Veinticinco años




El viento del otoño juega a hacer remolinos en la arena, como un perro callejero al abordaje de un hueso y el cielo gris se descuelga perezoso y leve sobre los tejados de la ciudad anunciando la llegada del invierno. Ahora todo tiene un aire provisional y melancólico y nadie parece saber muy bien qué decir, como si estos días espesos en los que el sol parece sacado de una vieja foto de Polaroid y la vida camina lenta detrás de los cristales no fueran más que el preludio de algo incierto que está por venir.

Escribe Stephen King -al que intuyo que no se valora como se merece por la sencilla razón de que toda su obra literaria aspira a producir una emoción tan primaria y hermosa como el terror y no esas lánguidas y más bien inútiles reflexiones sobre el sentido de la existencia que tanto parecen erotizar a los críticos literarios- que el "momento que da más miedo es justo antes de empezar". Y es cierto.

Parte del proceso de hacerse mayor consiste en aceptar nuestras efímeras victorias sin desabrocharnos la camisa y en afrontar nuestras más que seguras derrotas con deportividad y sin sentirnos basura, porque por mucho que perseveremos y nos esforcemos hay laberintos en el alma humana cuyo acceso nos está vedado y, además, por más que uno se fustigue, es imposible hacer retroceder ni un milisegundo la aguja del reloj, así que no queda otra que seguir adelante, porque muchas veces eso y sólo eso, continuar, es -como dijo Camus- un logro sobrehumano.

El fin de semana que viene estaré en Madrid, la única ciudad de la que no acabaré nunca de irme del todo, en unas cuantas semanas estaré celebrando el Adviento en Hamburgo y Bremen, en unos días más visitando a mi familia por Navidad y, al regreso de la primavera, si todo sale como es debido, regresaré a Asturias después de una ausencia que se ha prolongado durante más de 25 años. 

Aquel joven que creció al lado de una carretera nacional recuerda el momento preciso en que le comentó a su madre que se casaba y se iba a vivir a Barcelona y el señor con canas en la barba y presbicia que está a punto de regresar ha aprendido que el destino es un artefacto curioso y lleno de sorpresas cuya especialidad consiste en lanzarnos la pelota justo por el único ángulo por el que no tenemos ninguna posibilidad de verla venir. 

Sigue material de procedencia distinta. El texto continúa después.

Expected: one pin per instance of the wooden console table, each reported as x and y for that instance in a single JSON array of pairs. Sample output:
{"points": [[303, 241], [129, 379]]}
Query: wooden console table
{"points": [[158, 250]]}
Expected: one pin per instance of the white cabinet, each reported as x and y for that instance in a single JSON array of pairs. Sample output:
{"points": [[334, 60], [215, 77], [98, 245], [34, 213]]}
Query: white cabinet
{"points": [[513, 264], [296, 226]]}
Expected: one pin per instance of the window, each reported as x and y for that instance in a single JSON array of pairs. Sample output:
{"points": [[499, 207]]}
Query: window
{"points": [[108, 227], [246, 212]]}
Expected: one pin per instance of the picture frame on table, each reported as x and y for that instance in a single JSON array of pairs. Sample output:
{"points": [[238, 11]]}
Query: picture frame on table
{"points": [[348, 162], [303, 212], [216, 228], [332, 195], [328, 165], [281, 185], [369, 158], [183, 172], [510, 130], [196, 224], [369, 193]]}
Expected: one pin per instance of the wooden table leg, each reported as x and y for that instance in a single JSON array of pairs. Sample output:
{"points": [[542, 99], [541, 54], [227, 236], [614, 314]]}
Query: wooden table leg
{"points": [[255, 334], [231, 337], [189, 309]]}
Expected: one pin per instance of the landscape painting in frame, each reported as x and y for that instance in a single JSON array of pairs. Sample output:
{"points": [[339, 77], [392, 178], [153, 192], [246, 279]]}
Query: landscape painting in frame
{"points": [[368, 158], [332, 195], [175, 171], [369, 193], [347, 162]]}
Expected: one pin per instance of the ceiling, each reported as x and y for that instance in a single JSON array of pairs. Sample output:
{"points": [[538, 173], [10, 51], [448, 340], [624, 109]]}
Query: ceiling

De todas formas antes de irme aún me quedan unas cuantos meses de preparativos de mudanza, de despedidas, de abrazos y de últimas miradas. Al fin y al cabo veinticinco años dan mucho de sí y no hay ráfaga de viento que alcance a borrar todos esos recuerdos, porque esos recuerdos, buenos, malos y agridulces, todas las cosas que dije y todas las que no me atreví a decir, todas las canciones que tarareo cuando nadie me escucha, todas esas playas, bosques y atardeceres y esos cientos de miles de quilómetros de idas y vueltas, son ni más ni menos, que yo mismo.